Using Spot Instances in Production: A Practical Guide
The Spot Instance Opportunity
Spot instances offer 70-90% discounts compared to on-demand pricing. Yet most companies don't use them in production. Why? Fear of interruptions.
This fear is overblown. With proper architecture, spot instances are perfectly viable for production workloads.
Understanding Interruptions
AWS terminates spot instances when demand exceeds available capacity.
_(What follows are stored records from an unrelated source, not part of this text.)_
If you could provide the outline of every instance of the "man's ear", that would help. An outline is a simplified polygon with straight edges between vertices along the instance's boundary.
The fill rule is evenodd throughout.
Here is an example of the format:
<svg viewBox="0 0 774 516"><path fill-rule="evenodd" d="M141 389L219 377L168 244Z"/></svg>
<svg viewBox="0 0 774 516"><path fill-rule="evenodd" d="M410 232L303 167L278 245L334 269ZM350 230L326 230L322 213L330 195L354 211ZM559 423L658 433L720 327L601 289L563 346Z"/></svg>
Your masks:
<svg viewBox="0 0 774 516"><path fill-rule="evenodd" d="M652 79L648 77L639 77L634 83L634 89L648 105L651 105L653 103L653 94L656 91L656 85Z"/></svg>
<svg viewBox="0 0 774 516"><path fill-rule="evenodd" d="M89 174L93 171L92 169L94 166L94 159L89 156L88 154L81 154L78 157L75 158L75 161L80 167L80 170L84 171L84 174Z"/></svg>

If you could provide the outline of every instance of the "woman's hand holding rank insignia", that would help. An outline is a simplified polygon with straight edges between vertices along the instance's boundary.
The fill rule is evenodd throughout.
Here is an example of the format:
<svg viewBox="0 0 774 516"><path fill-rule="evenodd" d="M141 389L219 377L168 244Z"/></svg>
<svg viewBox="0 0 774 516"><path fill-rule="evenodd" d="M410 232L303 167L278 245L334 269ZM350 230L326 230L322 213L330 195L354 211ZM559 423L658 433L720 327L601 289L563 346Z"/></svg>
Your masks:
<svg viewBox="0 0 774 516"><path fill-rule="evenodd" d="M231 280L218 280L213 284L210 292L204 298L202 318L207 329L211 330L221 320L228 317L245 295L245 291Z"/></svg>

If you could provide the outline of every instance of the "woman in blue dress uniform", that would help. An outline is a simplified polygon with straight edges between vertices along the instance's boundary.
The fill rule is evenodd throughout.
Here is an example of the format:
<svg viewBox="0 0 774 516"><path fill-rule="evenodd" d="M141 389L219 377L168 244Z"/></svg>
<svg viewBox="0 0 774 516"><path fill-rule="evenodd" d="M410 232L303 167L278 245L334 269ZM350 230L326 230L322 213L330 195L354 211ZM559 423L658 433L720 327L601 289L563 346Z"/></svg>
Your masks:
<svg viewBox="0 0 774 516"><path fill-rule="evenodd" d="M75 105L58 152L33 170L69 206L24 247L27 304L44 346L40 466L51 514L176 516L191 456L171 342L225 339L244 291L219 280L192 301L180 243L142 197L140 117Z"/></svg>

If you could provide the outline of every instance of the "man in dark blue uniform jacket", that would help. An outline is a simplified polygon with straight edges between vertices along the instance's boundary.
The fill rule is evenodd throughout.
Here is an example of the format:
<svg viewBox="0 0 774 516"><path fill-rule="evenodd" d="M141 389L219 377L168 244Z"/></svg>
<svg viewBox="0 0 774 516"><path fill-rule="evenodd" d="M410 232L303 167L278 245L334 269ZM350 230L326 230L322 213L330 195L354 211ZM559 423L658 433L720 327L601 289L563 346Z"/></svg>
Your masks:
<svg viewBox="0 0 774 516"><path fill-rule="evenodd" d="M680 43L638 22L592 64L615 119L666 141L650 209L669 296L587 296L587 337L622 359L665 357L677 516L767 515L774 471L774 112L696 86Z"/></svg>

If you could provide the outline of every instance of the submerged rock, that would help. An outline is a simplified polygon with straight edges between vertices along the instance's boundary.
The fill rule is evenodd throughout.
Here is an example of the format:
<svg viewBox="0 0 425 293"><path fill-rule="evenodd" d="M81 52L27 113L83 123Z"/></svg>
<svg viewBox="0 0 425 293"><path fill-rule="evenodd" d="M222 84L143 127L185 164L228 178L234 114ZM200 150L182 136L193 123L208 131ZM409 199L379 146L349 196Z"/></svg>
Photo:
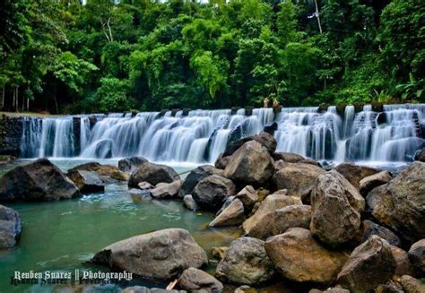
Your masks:
<svg viewBox="0 0 425 293"><path fill-rule="evenodd" d="M224 177L244 185L259 185L273 176L274 168L267 149L251 141L242 145L224 169Z"/></svg>
<svg viewBox="0 0 425 293"><path fill-rule="evenodd" d="M182 228L168 228L114 243L97 253L92 262L162 280L208 263L206 253Z"/></svg>
<svg viewBox="0 0 425 293"><path fill-rule="evenodd" d="M183 203L185 203L185 206L192 211L197 211L199 209L198 204L196 202L195 202L194 198L192 197L192 194L186 194L185 197L183 197Z"/></svg>
<svg viewBox="0 0 425 293"><path fill-rule="evenodd" d="M210 165L203 165L197 167L196 168L190 171L190 173L186 177L180 188L180 191L178 192L178 195L180 197L183 197L186 194L192 194L195 186L196 186L199 181L214 174L221 176L222 170Z"/></svg>
<svg viewBox="0 0 425 293"><path fill-rule="evenodd" d="M123 172L134 172L140 166L147 163L148 160L142 157L131 157L118 160L118 168Z"/></svg>
<svg viewBox="0 0 425 293"><path fill-rule="evenodd" d="M272 211L259 219L247 235L252 237L266 239L272 236L286 232L291 228L308 228L311 220L311 206L289 205Z"/></svg>
<svg viewBox="0 0 425 293"><path fill-rule="evenodd" d="M96 172L99 175L109 177L110 178L118 181L127 181L129 177L128 173L119 170L115 166L101 165L98 162L90 162L78 165L73 168L70 168L68 172L74 170Z"/></svg>
<svg viewBox="0 0 425 293"><path fill-rule="evenodd" d="M348 259L344 252L322 246L306 228L292 228L265 241L267 255L285 278L298 282L327 284Z"/></svg>
<svg viewBox="0 0 425 293"><path fill-rule="evenodd" d="M209 273L195 268L188 268L178 278L178 286L193 293L221 293L223 284Z"/></svg>
<svg viewBox="0 0 425 293"><path fill-rule="evenodd" d="M268 134L262 132L259 134L251 135L248 137L242 138L236 142L230 142L226 146L226 150L223 152L223 157L231 156L235 153L242 145L247 142L255 141L264 146L269 153L273 153L276 151L277 142L274 137Z"/></svg>
<svg viewBox="0 0 425 293"><path fill-rule="evenodd" d="M235 199L208 227L239 226L244 220L244 205L239 199Z"/></svg>
<svg viewBox="0 0 425 293"><path fill-rule="evenodd" d="M338 283L352 293L366 293L388 281L395 271L390 245L372 236L353 250L338 274Z"/></svg>
<svg viewBox="0 0 425 293"><path fill-rule="evenodd" d="M413 243L409 249L409 259L415 269L417 277L425 277L425 239Z"/></svg>
<svg viewBox="0 0 425 293"><path fill-rule="evenodd" d="M323 168L310 164L284 163L274 174L273 181L277 189L287 189L290 195L301 197L325 173Z"/></svg>
<svg viewBox="0 0 425 293"><path fill-rule="evenodd" d="M391 181L393 177L387 171L382 171L360 180L359 184L359 189L361 195L366 196L375 187L385 185Z"/></svg>
<svg viewBox="0 0 425 293"><path fill-rule="evenodd" d="M365 201L341 174L321 175L311 193L310 230L321 241L338 246L356 236Z"/></svg>
<svg viewBox="0 0 425 293"><path fill-rule="evenodd" d="M235 189L231 180L212 175L196 185L192 197L201 207L217 210L227 197L235 194Z"/></svg>
<svg viewBox="0 0 425 293"><path fill-rule="evenodd" d="M353 163L342 163L336 166L334 169L357 189L360 189L361 179L381 172L381 170L375 168L359 166Z"/></svg>
<svg viewBox="0 0 425 293"><path fill-rule="evenodd" d="M367 196L372 215L410 242L425 238L425 163L415 161Z"/></svg>
<svg viewBox="0 0 425 293"><path fill-rule="evenodd" d="M95 172L73 170L66 174L82 194L102 193L105 191L105 185Z"/></svg>
<svg viewBox="0 0 425 293"><path fill-rule="evenodd" d="M178 194L183 182L181 180L176 180L171 183L159 184L155 188L151 189L151 194L154 198L170 198L175 197Z"/></svg>
<svg viewBox="0 0 425 293"><path fill-rule="evenodd" d="M253 285L270 280L274 269L262 240L240 237L234 240L217 266L216 277L236 284Z"/></svg>
<svg viewBox="0 0 425 293"><path fill-rule="evenodd" d="M276 211L292 204L302 204L301 199L296 196L284 194L270 194L262 203L258 210L242 224L246 234L249 235L251 229L262 221L262 219L270 211Z"/></svg>
<svg viewBox="0 0 425 293"><path fill-rule="evenodd" d="M137 187L141 182L149 182L152 185L159 183L171 183L179 180L180 177L169 166L146 162L130 176L129 187Z"/></svg>
<svg viewBox="0 0 425 293"><path fill-rule="evenodd" d="M77 186L48 159L16 167L0 180L0 202L52 201L77 196Z"/></svg>
<svg viewBox="0 0 425 293"><path fill-rule="evenodd" d="M0 249L14 246L22 228L18 211L0 204Z"/></svg>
This happens:
- Average interruption rate: 2-3% (1-2 times per month for a fleet of 100 instances)
- Predictable: AWS gives 2 minutes notice before interruption
- Geographic: Some AZs/instance types are more stable than others
- Seasonal: Less common during off-peak hours
When to Use Spot Instances
Good Candidates
- Stateless web services with load balancing
- Batch jobs with retries
- Background processing
- Dev/test/staging environments
- Analytics workloads with checkpointing
Poor Candidates
- Single-instance stateful services
- Sensitive database write operations
- Real-time trading systems
- Any workload without graceful shutdown capability
Architecture for Spot Reliability
Pattern 1: Spot Fleet with On-Demand Baseline
# AWS Auto Scaling Group configuration
DesiredCapacity: 10
OnDemandPercentageAboveBaseCapacity: 30
SpotAllocationStrategy: capacity-optimized
# 7 spot instances + 3 on-demand = 10 total
# Cost: ~30% of full on-demand price
Benefits:
- Guaranteed baseline capacity from on-demand instances
- Cost savings from spot fleet
- Graceful degradation if spot instances are interrupted
Pattern 2: Application-Level Graceful Shutdown
import signal
import time
from flask import Flask
app = Flask(__name__)
GRACEFUL_SHUTDOWN_TIMEOUT = 30
def handle_sigterm(signum, frame):
"""Handle AWS spot interruption notice (2-minute warning)"""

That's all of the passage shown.